If you want to have less judgment in your life, it is helpful to be aware of when it happens to you. Some of the most common signs of judgments are phrases such as: "You are wrong!" "You should __." or "You ought to __." Pointing a finger at someone is a clear symptom of judgment. Also listen to your own feelings--when you feel bad or hurt, when you want to rebel or yell, "No!", or you feel you want to judge back.
If any of these symptoms appear, I suggest that you take a deep breath and make
constructive statements like: "I prefer that you give me your opinion and then
accept my decision;" "I feel judged and that doesn't feel good;" When you speak
to me that way I want to rebel;" "Please tell me what you would like to happen
and not what I should do;" Thank you for sharing your thoughts and I have a
different opinion;" or "What are you concerned about?"
I have decided that I no longer want to hurt myself or others with judgments. So I have been paying close attention to my words and thoughts. The results have been amazing. I feel healthier, better about myself and my relationships are improving dramatically. You can also feel these benefits when you make a commitment not to judge, and to accept what happens as an impartial observer.
In the case of abuse, I encourage you to remove yourself from the destructive situation or tell the person, "This doesn't feel good to me," or "That is not okay with me." Then share specifically what is okay or does feel good. Notice that you are taking care of yourself in a constructive way without judging anyone.
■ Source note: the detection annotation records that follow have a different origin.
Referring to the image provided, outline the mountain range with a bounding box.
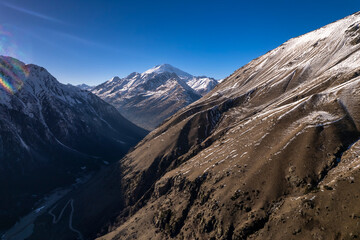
[91,64,218,130]
[0,56,147,231]
[21,10,360,240]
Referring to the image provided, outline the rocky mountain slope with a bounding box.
[31,13,360,240]
[76,83,94,91]
[92,64,217,130]
[0,57,146,229]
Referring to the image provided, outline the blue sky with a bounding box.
[0,0,360,85]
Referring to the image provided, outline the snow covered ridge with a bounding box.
[94,64,218,95]
[91,64,218,130]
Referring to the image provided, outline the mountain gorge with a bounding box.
[26,10,360,240]
[91,64,217,130]
[0,57,147,230]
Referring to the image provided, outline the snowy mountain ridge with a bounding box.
[92,64,217,130]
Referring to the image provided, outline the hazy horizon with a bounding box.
[0,0,358,85]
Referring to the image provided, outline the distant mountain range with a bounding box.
[0,57,147,231]
[76,83,94,91]
[28,12,360,240]
[91,64,218,130]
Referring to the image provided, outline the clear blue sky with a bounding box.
[0,0,360,85]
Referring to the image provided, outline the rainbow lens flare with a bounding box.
[0,26,29,94]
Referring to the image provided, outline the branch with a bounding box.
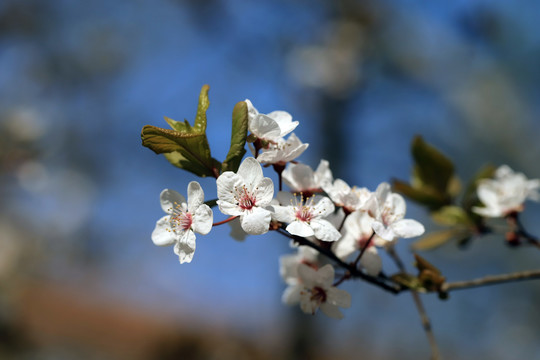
[441,270,540,292]
[387,247,441,360]
[277,228,403,294]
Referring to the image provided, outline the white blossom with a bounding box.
[472,165,540,217]
[332,211,382,276]
[282,264,351,319]
[367,183,425,241]
[279,245,319,285]
[281,160,333,196]
[152,181,213,263]
[257,133,309,165]
[272,191,341,241]
[323,179,371,212]
[245,99,298,142]
[216,157,274,235]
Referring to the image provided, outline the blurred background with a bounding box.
[0,0,540,359]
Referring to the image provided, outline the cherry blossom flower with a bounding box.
[323,179,371,213]
[332,211,382,276]
[272,191,341,241]
[152,181,213,264]
[279,245,319,285]
[257,134,309,165]
[282,264,351,319]
[368,182,425,241]
[216,157,274,235]
[245,99,298,142]
[282,160,333,197]
[472,165,540,217]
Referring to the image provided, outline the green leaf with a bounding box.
[431,205,472,226]
[390,273,425,291]
[392,179,449,210]
[411,228,472,251]
[222,101,248,171]
[141,85,221,177]
[461,164,495,214]
[412,136,454,194]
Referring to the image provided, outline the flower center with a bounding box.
[236,185,257,210]
[310,286,326,304]
[294,193,315,223]
[171,202,193,231]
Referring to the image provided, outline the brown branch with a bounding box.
[387,246,441,360]
[441,270,540,292]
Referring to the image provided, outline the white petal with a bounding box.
[315,160,334,186]
[174,230,195,264]
[188,181,204,212]
[216,171,244,207]
[244,99,259,119]
[298,263,318,288]
[390,219,426,238]
[320,303,343,320]
[371,220,396,240]
[253,178,274,207]
[248,114,281,140]
[316,264,334,290]
[285,220,315,237]
[326,286,351,308]
[309,219,341,241]
[313,197,336,217]
[192,204,214,235]
[281,285,304,305]
[159,189,186,214]
[237,157,263,190]
[272,205,296,224]
[227,218,248,241]
[281,164,316,191]
[360,247,382,276]
[152,215,177,246]
[240,207,272,235]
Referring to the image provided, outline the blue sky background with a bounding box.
[0,0,540,359]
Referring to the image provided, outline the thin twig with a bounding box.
[441,270,540,292]
[276,228,403,294]
[353,231,375,267]
[388,247,441,360]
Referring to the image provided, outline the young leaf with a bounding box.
[141,85,221,177]
[461,164,495,214]
[411,228,472,251]
[412,136,454,194]
[222,101,248,171]
[431,205,472,226]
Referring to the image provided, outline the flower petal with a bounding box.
[313,196,336,217]
[159,189,186,214]
[360,247,382,276]
[174,230,195,264]
[237,157,263,191]
[371,220,396,241]
[191,204,214,235]
[272,205,296,224]
[248,114,281,140]
[281,285,304,305]
[285,220,315,237]
[309,219,341,241]
[326,286,351,308]
[320,303,343,320]
[390,219,426,238]
[253,178,274,207]
[316,264,335,290]
[240,207,272,235]
[152,215,177,246]
[188,181,204,212]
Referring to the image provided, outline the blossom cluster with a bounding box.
[152,100,540,318]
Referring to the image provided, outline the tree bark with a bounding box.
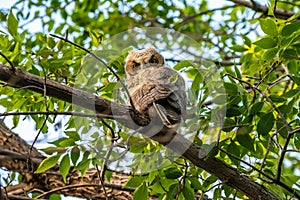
[0,64,279,200]
[229,0,300,20]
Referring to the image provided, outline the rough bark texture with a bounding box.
[0,64,278,200]
[229,0,300,20]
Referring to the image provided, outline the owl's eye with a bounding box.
[132,61,141,69]
[149,56,158,63]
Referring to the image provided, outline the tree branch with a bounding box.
[228,0,300,20]
[0,64,279,200]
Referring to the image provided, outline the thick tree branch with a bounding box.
[0,64,278,200]
[228,0,300,20]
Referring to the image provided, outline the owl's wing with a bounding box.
[130,67,186,127]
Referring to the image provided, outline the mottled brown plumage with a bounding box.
[125,47,186,128]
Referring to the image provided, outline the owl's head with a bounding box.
[125,46,165,76]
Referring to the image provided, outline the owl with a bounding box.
[125,47,186,128]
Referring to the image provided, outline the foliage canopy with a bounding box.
[0,0,300,199]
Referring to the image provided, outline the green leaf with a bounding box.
[234,65,242,79]
[71,146,80,166]
[173,60,195,70]
[41,147,67,155]
[224,83,238,95]
[230,45,248,52]
[65,131,80,141]
[260,19,278,36]
[263,48,278,60]
[164,167,182,179]
[257,112,274,135]
[281,21,300,36]
[222,118,236,132]
[226,141,240,157]
[133,182,148,200]
[35,154,61,173]
[182,179,195,199]
[124,176,147,187]
[250,102,264,115]
[281,48,298,60]
[269,94,286,103]
[49,194,61,200]
[59,154,70,183]
[294,133,300,150]
[12,115,20,128]
[236,134,254,152]
[253,38,277,49]
[7,10,18,37]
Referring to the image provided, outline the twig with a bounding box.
[217,147,300,199]
[259,133,275,171]
[35,183,135,199]
[0,111,124,119]
[50,34,136,111]
[95,164,108,200]
[28,59,49,161]
[276,128,300,181]
[0,52,16,72]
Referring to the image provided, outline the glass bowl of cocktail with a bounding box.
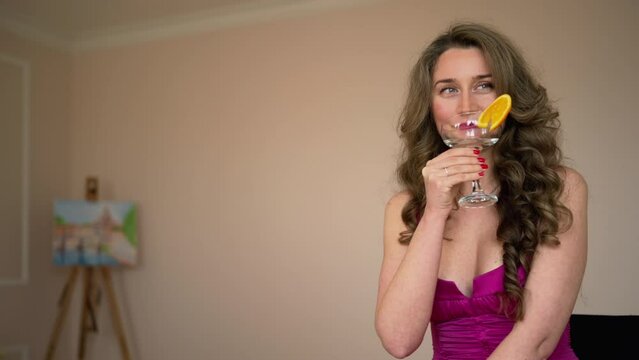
[440,94,512,208]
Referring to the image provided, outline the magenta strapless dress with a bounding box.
[431,265,577,360]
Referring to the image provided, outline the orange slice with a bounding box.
[477,94,512,131]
When we all get off our high bench and discard the role of the judge, we will be happier, healthier and more successful in every area of our lives. Imagine the impact on the world. There would be no wars because we would stop hurting ourselves, and then, naturally, we would not want to hurt others. I know that to be true, because when I feel accepting of myself, I find it easy to be kind and accepting of others. Have you noticed that same pattern in yourself or others?
Try these little experiments. Think of a judgment of yourself and be aware of how you feel. Notice any pain or tightness in any part of your body. Then say a positive statement about yourself and notice the difference. Do the same exercise with others. You are likely to feel much better when you are accepting yourself and the other person.
Spend one day consciously accepting people and yourself and avoiding all judging thoughts, words and actions. Notice carefully what happens. I think you will be pleased.
If you are ready to help others and yourself feel good by not judging anymore and you need some support, start a group and call it "Judges Anonymous." Meet regularly to help each other to be aware of your judgments in a fun and profound way. Then focus on acceptance, which is one of the major keys to successful living.
Whether you choose to attend such a group or do it cold turkey on your own, be patient with yourself. Avoid judging yourself for judging. These are life-long patterns, and with commitment and perseverance you will graduate as a Master of Acceptance. This is one of the most important degrees you can ever attain because with acceptance comes unconditional love which is the most priceless gift you can ever give to yourself and others.
Warning: you must be prepared for improved health, more energy, joy and friends, wonderful relationships and success in every area of your life. If at any time all these wonderful things become too much for you, you can always start judging again.